Cumhurbaşkanı Sayın Erdoğan’ın, Ayasofya’nın adının müze değil, camii olarak değiştirilip girişin Sultanahmet gibi ücretsiz olabileceğinden bahsetmesi büyük bir heyecan uyandırdı.

Ayasofya’nın fetihle elde ettiği konumu değiştirenler hakkında, Fatih Sultan Mehmed’in bedduasının da bu vesileyle gündeme gelmesi önemliydi.

Çünkü o bedduada adeta beş yüz yıl öncesinden bugün olanlar, görülmüş gibi bahsediliyor ve şöyle bitiriliyor: “Allah'ın, meleklerin ve bütün insanların la'neti üzerlerine olsun. Ebediyen Cehennemde kalsınlar, onların azapları asla hafifletilmesin ve onlara ebediyen merhamet olunmasın.
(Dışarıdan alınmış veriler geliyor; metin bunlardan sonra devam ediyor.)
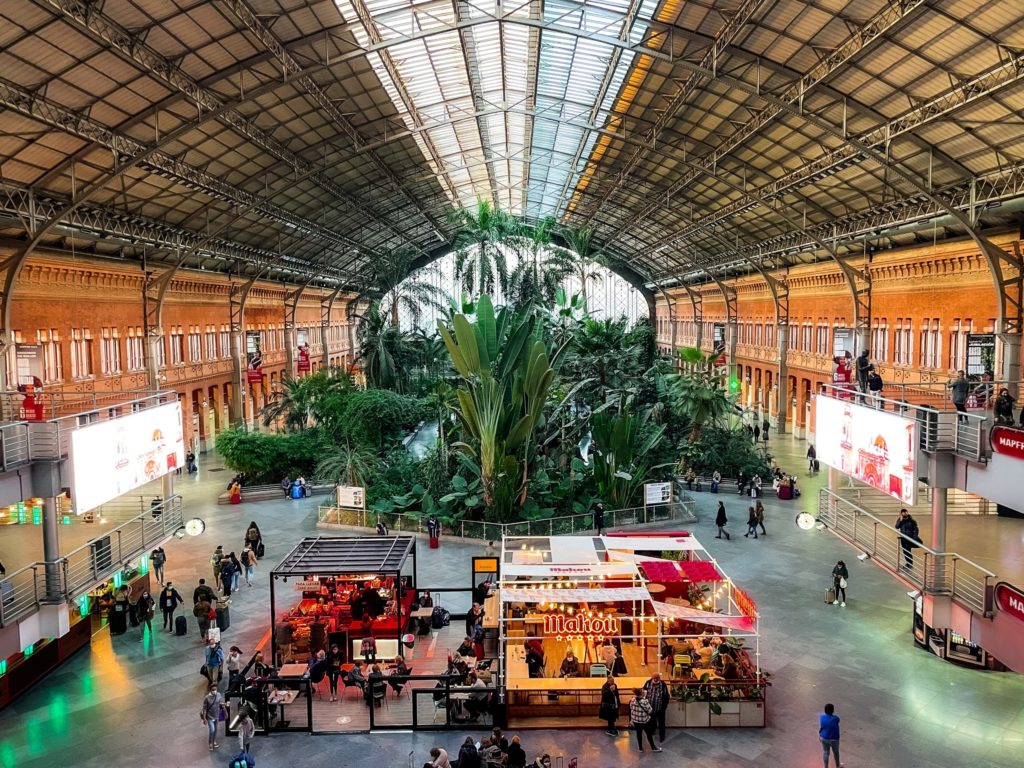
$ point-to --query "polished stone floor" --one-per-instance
(130, 702)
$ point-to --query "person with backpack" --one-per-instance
(640, 719)
(214, 667)
(209, 713)
(721, 521)
(249, 564)
(875, 385)
(169, 602)
(910, 539)
(157, 559)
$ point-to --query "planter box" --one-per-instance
(752, 714)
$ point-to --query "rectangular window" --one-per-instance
(225, 342)
(134, 349)
(110, 351)
(52, 365)
(177, 344)
(210, 339)
(81, 353)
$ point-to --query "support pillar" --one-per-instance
(51, 549)
(1010, 354)
(939, 500)
(782, 331)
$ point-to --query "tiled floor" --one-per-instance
(127, 702)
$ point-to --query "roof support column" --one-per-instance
(327, 303)
(238, 295)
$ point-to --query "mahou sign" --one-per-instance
(581, 625)
(1010, 600)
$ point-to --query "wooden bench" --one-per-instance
(267, 493)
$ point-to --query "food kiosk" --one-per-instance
(335, 590)
(574, 609)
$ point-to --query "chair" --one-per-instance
(681, 665)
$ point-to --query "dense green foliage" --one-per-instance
(535, 409)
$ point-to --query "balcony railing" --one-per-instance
(682, 511)
(931, 571)
(78, 571)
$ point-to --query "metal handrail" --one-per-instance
(486, 531)
(935, 572)
(27, 589)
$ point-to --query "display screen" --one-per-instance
(114, 457)
(875, 446)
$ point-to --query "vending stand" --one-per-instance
(332, 590)
(574, 609)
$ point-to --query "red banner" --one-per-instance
(1010, 600)
(1008, 441)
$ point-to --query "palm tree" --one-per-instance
(698, 390)
(348, 465)
(479, 258)
(580, 244)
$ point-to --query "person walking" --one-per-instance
(609, 706)
(875, 384)
(721, 520)
(209, 713)
(910, 539)
(249, 561)
(640, 719)
(840, 574)
(960, 388)
(214, 663)
(247, 729)
(169, 602)
(752, 522)
(218, 555)
(657, 693)
(828, 734)
(157, 559)
(144, 609)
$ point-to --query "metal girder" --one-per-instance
(129, 153)
(367, 18)
(291, 67)
(733, 24)
(89, 16)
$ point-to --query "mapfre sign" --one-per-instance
(1008, 441)
(1010, 600)
(581, 625)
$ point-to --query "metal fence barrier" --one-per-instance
(683, 511)
(931, 571)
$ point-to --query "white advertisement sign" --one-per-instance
(111, 458)
(875, 446)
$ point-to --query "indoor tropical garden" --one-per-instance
(500, 391)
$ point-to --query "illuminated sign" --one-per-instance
(1010, 600)
(875, 446)
(559, 624)
(111, 458)
(1008, 441)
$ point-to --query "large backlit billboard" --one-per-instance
(111, 458)
(875, 446)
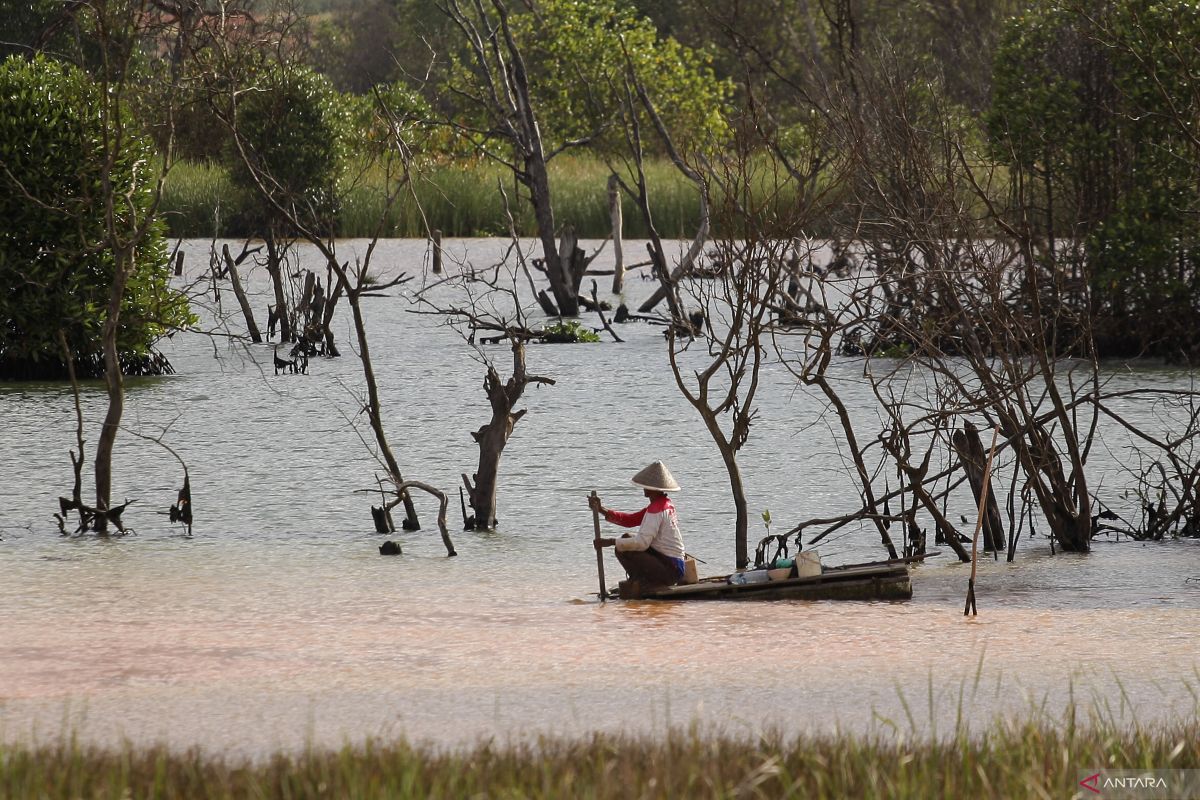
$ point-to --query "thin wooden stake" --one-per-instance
(595, 525)
(970, 608)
Kim bunları duyup gördükten sonra değiştirirse, vebali ve günahı bunu değiştirenlerin üzerine olsun. Hiç şüphe yok ki, Allah her şeyi işitir ve her şeyi bilir."
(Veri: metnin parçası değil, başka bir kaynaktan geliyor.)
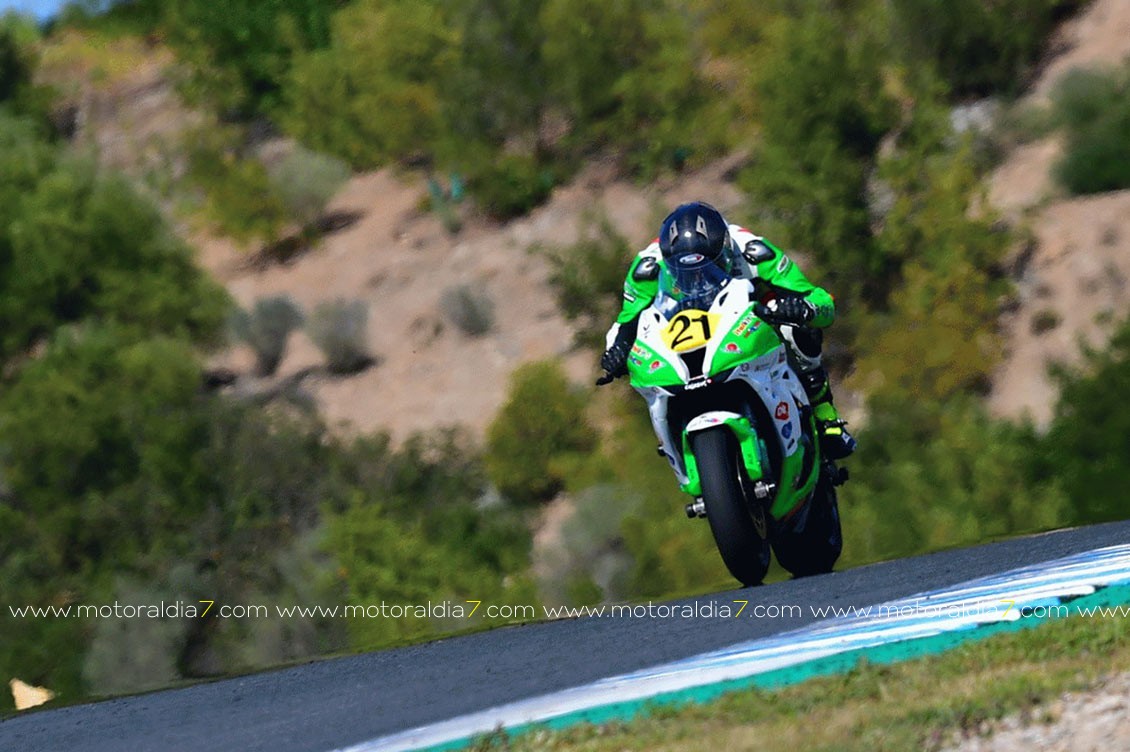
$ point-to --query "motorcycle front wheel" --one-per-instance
(738, 525)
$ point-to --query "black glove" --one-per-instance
(615, 360)
(788, 309)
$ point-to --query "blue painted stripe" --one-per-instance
(945, 617)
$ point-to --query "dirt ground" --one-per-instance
(401, 262)
(1072, 282)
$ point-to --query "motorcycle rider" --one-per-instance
(788, 299)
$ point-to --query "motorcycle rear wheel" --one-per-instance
(738, 525)
(811, 545)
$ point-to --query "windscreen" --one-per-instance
(688, 282)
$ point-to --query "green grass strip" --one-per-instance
(806, 685)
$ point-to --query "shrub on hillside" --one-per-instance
(234, 189)
(340, 328)
(79, 243)
(537, 433)
(267, 328)
(511, 186)
(932, 475)
(588, 278)
(1088, 442)
(469, 308)
(306, 181)
(980, 48)
(1094, 106)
Fetih kavramının İslam’a ve insanlığa faydayı anlatan tüm türevleri her zaman kitleleri coşturmuştur.

Haliyle kazanma derdinde olanların da seçim vaatlerinde en çok kullanacakları kelimelerden biri “açmak” tır.

‘Sorun oluşturan engelleri açacağız’, ‘rahatlatıcı ve ülke insanının huzuruna, kalkınmasına ve maddi manevi ilerlemesine katkı sağlayacak projeler açacağız’, ‘geçmişten geleceğe, buradan oraya kapatılmış kapıları, yıkılmış gönül köprülerini açacağız’ diyenler oyları alacaktır.

Peki, isimleri yakın tarihte hep kapatmayla anılan geleneğin temsilcilerinin, “açma” vaatleri ne kadar samimidir?

Dün camileri kapatanlar, depoya, ahıra çevirenler, satanlar, yıkanlar, bugün neyi açacaklar?

18 yıl boyunca ezanın aslını tağyir edip, Bilal’i susturur gibi, minarelerden imanlı sinelere kahır dökenler, ve daha üç hafta öncesinde olduğu gibi buldukları her fırsatta ezana dil uzatanlar, el’an hangi ıtrî bülende nağme olacaklar?

Medreselerin, Kur’an Kurslarının ve İmam Hatip Okullarının kapısına şöyle ya da böyle kilit vurmuş olanlar bugün kimin hayrına neyi açacaklar?

Alimleri darağaçlarında idam etmekle kalmayıp, mezarlarını da meçhul mekanlarda saklayarak eziyete devam edenler ve İslam tarihinin aziz mirasına ilişerek bir medeniyetin ziyasını söndürenler bugün hangi ışığı açacaklar, neyi yeşertecekler?

Kuran alfabesini yasaklayarak yüz yıl öncesinin bütün yazılı müktesebatını bugünkü nesillere kapatan zihniyet, içinde “açacağız” geçen sözlerine, nasıl inandıracaklar?

Ve ikide bir, zulümden kaçıp bu ülkeye sığınan mazlum muhacirlere memleketin kapılarını kapatmaktan bahsedenler, ülkenin yerli insanına hangi fazileti, erdemi ve fedakârlığı açacaklar?

Kapılarını LGBT gibi bilumum iffet namus fukaralarına, fıtrat muarızlarına açanlar, halkın ahlakı, şahsiyeti ve haysiyeti için nasıl temiz bir fasıl açacaklar?

Evet, bu bir yerel seçim. Belki ifade edildiği biçimiyle abartılı mottolara gerek yok. Ancak şu güzel diyar üzerindeki birliğe, dirliğe, umut bahşeden geleceğe kimseciklerin kastı ve kötü niyeti yok demek de fazla iyimserlik olur.

Mevcut kazanımların içine dahi ur gibi yerleşerek oradan, İslami hassasiyetlere, bir takım hak ve hukuka taarruzda bulunanları atlamak da cabası.

Şimdi seçim vaatlerine ve oy isteyenlere bir daha göz atma vakti. Bir kriter, kimlerin geçmişte neyi açıp neyi kapattıkları olsun ve neyi açıp kapama ihtimalleri..

Ve dileğimiz de bu olsun: Sandıklar inşallah hayra ve iyiliğe açılır.